“here we are, the dead of all times, dying once again, but now in order to live.”
From a very brief essay written in January of 1994– an essay which may also be read as a sort of memorandum or a preface towards a manifesto that would be unfold in the writings collected in Our Word Is Our Weapon– Subcomandante Insurgente Marcos of the revolutionary Zapatistas group explicated the dire conditions of life of indigenous people in southeast Mexico. Marcos talks of 150,000 dead indigenous persons; dead from curable diseases. He talks of government at every level leaving indigenous persons out of all consideration of solutions, until elections roll around. He tells us that charity resolves nothing but for the moment, and when those moments have come and gone, death again visits the homes of the indigenous. In this brief essay, Marcos wrote clearly the resolve he and the Zapatistas had come to: no longer would they look to the government; now, they look to their ancestors.
This resolve the Zapatistas had reached would focus on one profound effect, which would come to make this revolutionary movement recognized across borders and oceans, fashioning for itself a network of international solidarity, with their word as their weapon. Their resolve was distilled into this aim: “…so that our people awaken from this dream of deceit that hold us hostage.” For this, Marcos states “We are ready to die…”
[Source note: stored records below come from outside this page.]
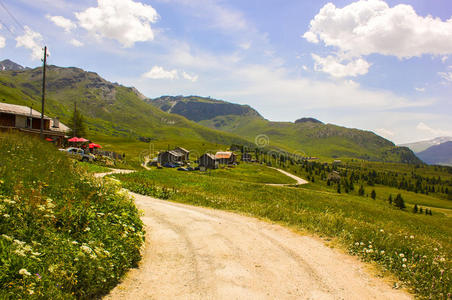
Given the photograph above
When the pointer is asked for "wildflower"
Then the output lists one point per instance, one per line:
(6, 237)
(24, 272)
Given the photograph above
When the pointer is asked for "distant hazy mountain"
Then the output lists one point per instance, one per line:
(7, 65)
(438, 155)
(424, 145)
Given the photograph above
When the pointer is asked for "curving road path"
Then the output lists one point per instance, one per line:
(200, 253)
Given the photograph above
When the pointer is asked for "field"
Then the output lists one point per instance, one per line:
(63, 234)
(413, 247)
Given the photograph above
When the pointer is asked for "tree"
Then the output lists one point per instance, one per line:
(361, 190)
(399, 202)
(373, 194)
(77, 124)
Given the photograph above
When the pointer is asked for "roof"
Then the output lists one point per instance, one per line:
(223, 155)
(20, 110)
(182, 149)
(211, 156)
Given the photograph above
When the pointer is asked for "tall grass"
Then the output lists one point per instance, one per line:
(416, 248)
(63, 234)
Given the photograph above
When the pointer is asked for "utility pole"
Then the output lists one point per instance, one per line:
(43, 92)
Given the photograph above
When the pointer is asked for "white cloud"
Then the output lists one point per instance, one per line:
(333, 66)
(126, 21)
(433, 131)
(31, 40)
(192, 78)
(76, 43)
(159, 73)
(385, 133)
(62, 22)
(371, 26)
(447, 76)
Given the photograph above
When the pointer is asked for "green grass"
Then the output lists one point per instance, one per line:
(63, 234)
(93, 168)
(414, 247)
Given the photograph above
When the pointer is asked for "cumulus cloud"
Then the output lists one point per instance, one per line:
(371, 26)
(62, 22)
(433, 131)
(447, 76)
(334, 66)
(192, 78)
(76, 43)
(125, 21)
(31, 40)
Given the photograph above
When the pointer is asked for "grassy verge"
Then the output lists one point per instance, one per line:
(63, 234)
(414, 247)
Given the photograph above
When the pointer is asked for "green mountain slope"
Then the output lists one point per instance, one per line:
(307, 136)
(110, 110)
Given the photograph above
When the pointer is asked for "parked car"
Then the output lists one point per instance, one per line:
(79, 154)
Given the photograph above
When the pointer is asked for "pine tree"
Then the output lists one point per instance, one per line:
(373, 194)
(399, 202)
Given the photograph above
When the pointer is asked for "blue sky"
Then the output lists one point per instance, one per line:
(384, 66)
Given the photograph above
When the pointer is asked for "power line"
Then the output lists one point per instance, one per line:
(11, 15)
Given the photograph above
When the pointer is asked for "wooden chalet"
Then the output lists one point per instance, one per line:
(25, 119)
(208, 161)
(226, 158)
(170, 157)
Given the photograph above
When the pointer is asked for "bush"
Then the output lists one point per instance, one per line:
(63, 234)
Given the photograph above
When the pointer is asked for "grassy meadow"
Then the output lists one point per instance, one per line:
(413, 247)
(63, 234)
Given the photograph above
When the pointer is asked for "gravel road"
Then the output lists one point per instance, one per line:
(199, 253)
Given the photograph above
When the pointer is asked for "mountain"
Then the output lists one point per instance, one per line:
(424, 145)
(110, 109)
(7, 65)
(307, 136)
(438, 155)
(200, 108)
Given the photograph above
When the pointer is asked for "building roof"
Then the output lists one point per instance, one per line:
(211, 156)
(223, 155)
(182, 149)
(20, 110)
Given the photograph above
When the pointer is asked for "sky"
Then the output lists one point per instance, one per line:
(379, 65)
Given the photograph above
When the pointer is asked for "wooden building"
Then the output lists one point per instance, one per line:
(226, 158)
(208, 161)
(25, 119)
(185, 152)
(169, 157)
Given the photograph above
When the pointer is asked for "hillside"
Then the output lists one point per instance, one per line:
(200, 108)
(424, 145)
(438, 155)
(110, 109)
(307, 136)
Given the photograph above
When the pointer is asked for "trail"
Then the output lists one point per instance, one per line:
(200, 253)
(299, 180)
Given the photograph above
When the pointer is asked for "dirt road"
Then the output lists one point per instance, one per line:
(198, 253)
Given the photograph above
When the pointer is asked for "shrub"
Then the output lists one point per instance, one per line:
(63, 234)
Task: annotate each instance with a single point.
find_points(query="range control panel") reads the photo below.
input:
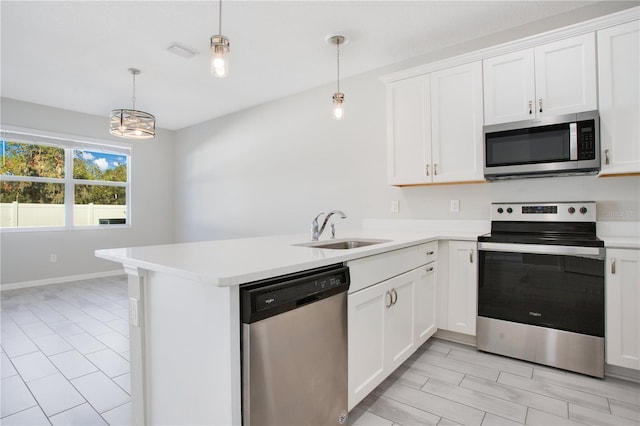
(573, 211)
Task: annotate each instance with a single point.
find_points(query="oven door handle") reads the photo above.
(593, 252)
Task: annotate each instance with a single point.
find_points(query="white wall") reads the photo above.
(271, 168)
(25, 255)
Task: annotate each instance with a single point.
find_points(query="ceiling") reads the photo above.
(75, 54)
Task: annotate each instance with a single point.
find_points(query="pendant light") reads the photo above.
(338, 97)
(219, 50)
(131, 123)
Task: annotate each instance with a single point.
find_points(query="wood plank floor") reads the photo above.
(446, 383)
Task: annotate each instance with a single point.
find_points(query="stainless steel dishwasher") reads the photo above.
(294, 348)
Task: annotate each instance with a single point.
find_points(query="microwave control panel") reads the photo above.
(586, 140)
(573, 211)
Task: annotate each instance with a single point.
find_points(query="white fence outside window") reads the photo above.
(23, 215)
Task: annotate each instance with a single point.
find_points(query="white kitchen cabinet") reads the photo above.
(425, 303)
(409, 131)
(551, 79)
(434, 127)
(619, 93)
(390, 316)
(381, 332)
(462, 287)
(456, 124)
(622, 295)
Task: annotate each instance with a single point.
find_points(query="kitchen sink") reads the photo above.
(342, 244)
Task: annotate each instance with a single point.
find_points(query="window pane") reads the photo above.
(27, 204)
(22, 159)
(96, 165)
(100, 205)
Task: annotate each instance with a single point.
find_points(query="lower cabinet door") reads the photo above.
(366, 315)
(399, 341)
(463, 287)
(622, 333)
(424, 305)
(380, 332)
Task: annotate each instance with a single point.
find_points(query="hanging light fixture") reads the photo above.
(131, 123)
(219, 50)
(338, 97)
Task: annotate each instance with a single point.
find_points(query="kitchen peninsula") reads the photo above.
(185, 320)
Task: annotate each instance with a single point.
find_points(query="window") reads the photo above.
(53, 182)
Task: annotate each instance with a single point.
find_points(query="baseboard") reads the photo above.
(622, 373)
(60, 280)
(453, 336)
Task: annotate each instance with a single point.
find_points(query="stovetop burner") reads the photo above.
(561, 240)
(561, 223)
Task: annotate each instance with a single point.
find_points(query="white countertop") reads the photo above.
(238, 261)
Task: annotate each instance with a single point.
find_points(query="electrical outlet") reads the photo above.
(133, 312)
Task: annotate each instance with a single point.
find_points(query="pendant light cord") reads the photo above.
(133, 97)
(338, 63)
(220, 17)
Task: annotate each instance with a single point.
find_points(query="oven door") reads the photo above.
(557, 287)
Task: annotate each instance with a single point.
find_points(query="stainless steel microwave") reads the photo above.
(563, 145)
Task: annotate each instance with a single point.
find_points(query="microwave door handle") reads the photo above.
(573, 141)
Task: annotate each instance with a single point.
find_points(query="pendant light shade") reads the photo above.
(338, 97)
(131, 123)
(219, 45)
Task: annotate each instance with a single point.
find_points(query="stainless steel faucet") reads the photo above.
(315, 233)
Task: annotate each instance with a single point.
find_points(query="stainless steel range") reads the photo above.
(541, 285)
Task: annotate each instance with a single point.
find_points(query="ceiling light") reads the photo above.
(131, 123)
(182, 50)
(338, 97)
(219, 50)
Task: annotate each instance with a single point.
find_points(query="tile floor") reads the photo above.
(446, 383)
(64, 360)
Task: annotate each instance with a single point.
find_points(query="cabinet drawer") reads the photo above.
(428, 252)
(374, 269)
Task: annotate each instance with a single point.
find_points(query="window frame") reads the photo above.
(69, 143)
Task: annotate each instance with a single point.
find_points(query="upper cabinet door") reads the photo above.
(456, 124)
(566, 76)
(408, 131)
(509, 89)
(551, 79)
(619, 90)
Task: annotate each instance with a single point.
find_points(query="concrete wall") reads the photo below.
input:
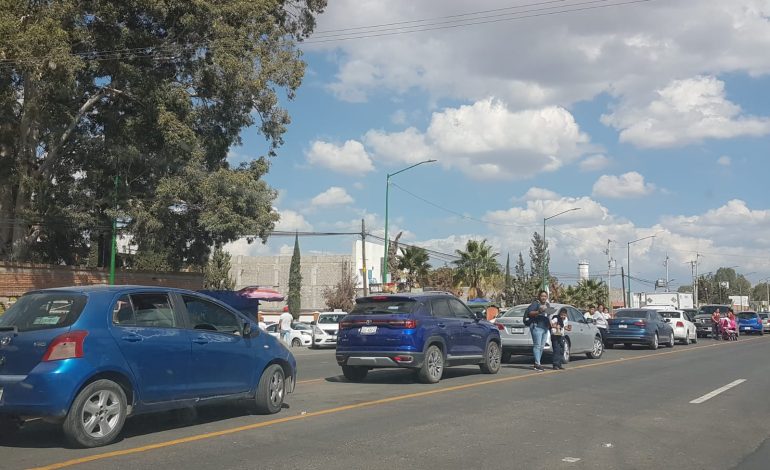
(318, 273)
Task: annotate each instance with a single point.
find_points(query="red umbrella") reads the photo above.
(261, 293)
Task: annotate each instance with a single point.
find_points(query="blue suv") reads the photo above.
(425, 332)
(89, 357)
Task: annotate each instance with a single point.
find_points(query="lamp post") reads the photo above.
(387, 194)
(545, 285)
(628, 274)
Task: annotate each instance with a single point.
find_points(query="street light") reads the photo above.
(629, 264)
(387, 194)
(544, 220)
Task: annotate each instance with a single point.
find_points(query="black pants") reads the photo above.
(557, 343)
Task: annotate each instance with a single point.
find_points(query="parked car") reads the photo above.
(684, 330)
(639, 326)
(749, 322)
(703, 322)
(88, 357)
(325, 329)
(301, 334)
(582, 335)
(425, 332)
(765, 317)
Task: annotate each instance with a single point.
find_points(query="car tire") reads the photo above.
(597, 350)
(97, 414)
(505, 358)
(271, 390)
(491, 364)
(355, 373)
(432, 367)
(655, 342)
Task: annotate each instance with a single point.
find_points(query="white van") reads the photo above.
(325, 329)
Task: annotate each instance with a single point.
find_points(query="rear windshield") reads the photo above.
(515, 311)
(43, 311)
(330, 319)
(384, 307)
(631, 314)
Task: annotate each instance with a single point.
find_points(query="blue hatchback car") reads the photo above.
(89, 357)
(425, 332)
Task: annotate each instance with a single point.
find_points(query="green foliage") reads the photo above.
(161, 110)
(217, 274)
(342, 295)
(477, 263)
(294, 299)
(413, 262)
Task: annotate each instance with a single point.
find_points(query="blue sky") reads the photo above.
(652, 118)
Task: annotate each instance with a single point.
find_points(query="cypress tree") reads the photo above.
(295, 281)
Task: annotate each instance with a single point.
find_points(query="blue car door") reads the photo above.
(472, 334)
(149, 335)
(224, 362)
(447, 326)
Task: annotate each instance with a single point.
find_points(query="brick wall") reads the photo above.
(18, 278)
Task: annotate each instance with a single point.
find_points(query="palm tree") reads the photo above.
(476, 264)
(414, 263)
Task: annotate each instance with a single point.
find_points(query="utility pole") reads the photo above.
(363, 257)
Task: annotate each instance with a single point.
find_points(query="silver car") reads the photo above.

This post could go in a number of directions, but I’m very interested in this particular essay, so I’m choosing to focus on it and its relation to other essays we’ve read. For instance, I’m interested in what it means to look at extremely precarious (even torturous) conditions of life and fight against it by reorienting the process and performance of one’s death? What would Boal think of this theater of the oppressed? Would he have been able to see this readiness to die as antithetical to liberation, or would he have seen it as a decision to celebrate the lives of ancestors who had sustained something worth dying for under several hundred years of murderous oppression? How does this readiness to die change how we think about Balibar’s three concepts of politics? Does this fit neatly into emancipation, transformation or civility? Do these concepts rest on an assumption of the preservation of an individual’s life over the life of a people? Does Butler’s performative theory of assembly account for actors with this resolve? Are they spect-actors or something more?
The Zapatistas understood “percepticide,” “the body of the condemned,” “intolerable images”; and they understood it in a way that I think makes us confront some of the discussions we have had before regarding the agentic capacity of a spect-actor and the limits of political engagement. As Diana Taylor says in her essay titled “The Politics of Passion”: “…it seems political decisions in the past decade have been increasingly forged through affective and embodied struggle.” This is a question of the “role of physical bodies in movements” that tremendously complicates how we think of our (dis)identifications with political structures and movements. It is a profound decentering of subjecthood, a death of a political “I” (Taylor), in which one’s orientation towards a different future does not include oneself in its eventual concretion. It is interesting to think now how we must adopt such a visionary practice if we are to save our planet. I don’t know what such a politics on such a scale looks like, but I think it’s something we have to think about.